手に持つ。確かに思ったより軽い。だが、竹刀よりは当然重い。そして日本の木刀とも形が違う。前世で、中学、高校と、体育で剣道を学ぶ時間があったのを思い出す。柔道と剣道からの選択で、自分は剣道を選んだ。柔道を学んでいたら、この世界でも護身術として使えたのかもと思う。この間、ペリエで襲われた時には足がすくんで怖かった。しかし今更そんなことを振り返ってもどうしようもない。

「ありがとう、重いのね。私も頑張らなくてはね」

「姉上、護身術は確かに覚えていただきたいですが、アーサー兄上に相談しています。きっと、一番良い方法を考えてくださるはずです」

クレイグもウンウンと頷いている。
侯爵様に好きにさせるように言われているものの、好きにさせて何かあったらアーサー副騎士団長に恨まれるに違いない。

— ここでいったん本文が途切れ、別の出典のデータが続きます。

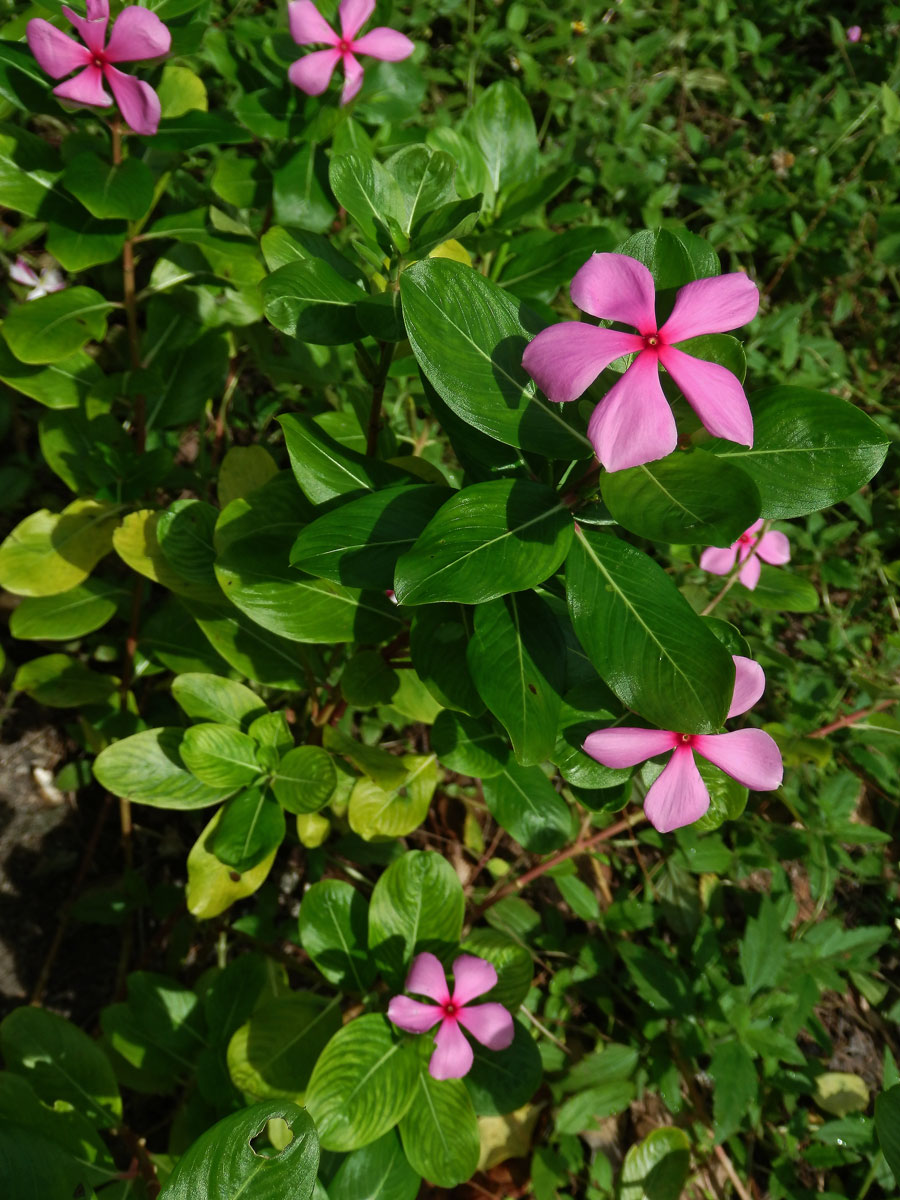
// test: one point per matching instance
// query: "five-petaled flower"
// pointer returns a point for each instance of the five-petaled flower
(679, 796)
(772, 547)
(313, 71)
(634, 423)
(49, 280)
(137, 35)
(491, 1024)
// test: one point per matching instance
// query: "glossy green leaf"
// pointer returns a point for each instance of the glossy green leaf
(780, 591)
(274, 1054)
(148, 768)
(437, 643)
(468, 339)
(657, 1168)
(223, 1161)
(643, 637)
(310, 300)
(468, 745)
(517, 661)
(378, 813)
(359, 544)
(304, 779)
(439, 1129)
(486, 540)
(325, 469)
(252, 828)
(61, 1063)
(55, 327)
(526, 804)
(363, 1084)
(334, 931)
(503, 1080)
(378, 1171)
(220, 755)
(67, 616)
(124, 191)
(810, 450)
(683, 498)
(213, 697)
(64, 682)
(417, 905)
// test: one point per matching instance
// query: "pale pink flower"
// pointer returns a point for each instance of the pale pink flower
(490, 1024)
(772, 547)
(49, 280)
(678, 797)
(634, 423)
(313, 72)
(137, 35)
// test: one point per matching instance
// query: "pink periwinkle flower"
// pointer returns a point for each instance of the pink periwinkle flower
(137, 35)
(313, 72)
(679, 796)
(49, 280)
(634, 424)
(490, 1024)
(772, 547)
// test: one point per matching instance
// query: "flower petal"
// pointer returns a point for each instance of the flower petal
(354, 13)
(87, 88)
(472, 977)
(426, 976)
(313, 71)
(93, 31)
(749, 574)
(307, 25)
(412, 1015)
(352, 78)
(137, 101)
(565, 359)
(749, 685)
(634, 423)
(57, 53)
(628, 747)
(719, 561)
(714, 394)
(712, 306)
(679, 796)
(453, 1054)
(774, 547)
(616, 287)
(384, 43)
(491, 1024)
(21, 273)
(748, 755)
(137, 34)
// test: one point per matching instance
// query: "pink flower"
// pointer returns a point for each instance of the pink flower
(679, 796)
(137, 35)
(749, 549)
(313, 71)
(634, 423)
(491, 1024)
(49, 280)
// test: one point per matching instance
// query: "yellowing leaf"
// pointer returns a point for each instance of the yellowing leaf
(244, 469)
(451, 249)
(211, 886)
(51, 552)
(841, 1093)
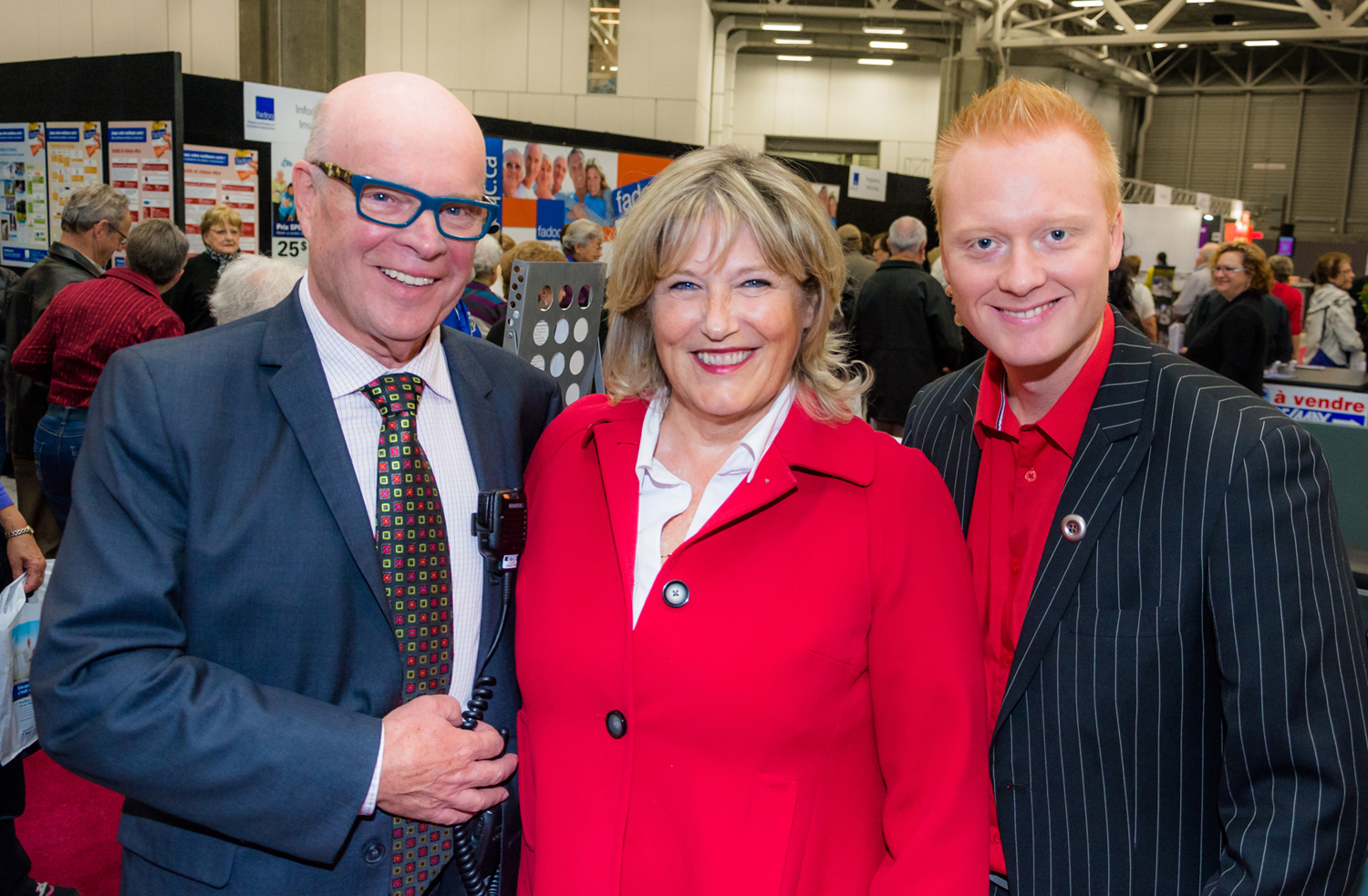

「では今日は見学ということで・・・うわ、シャーロット様、何を」


「え?素振りだけど?運動しておかないと、いざという時逃げれないと思うの」

「はあ、わかりました。では、こちらの一番軽い木刀に変更を。ただ、肩を痛めてはいけないので、休憩しながらお願いします」

こうやって朝の訓練がなんとか終了した。

その後、シャーロットの薦めた準備運動をするようになり、護衛兵の肉離れのようなトラブルが減り護衛兵達から感謝されたのだった。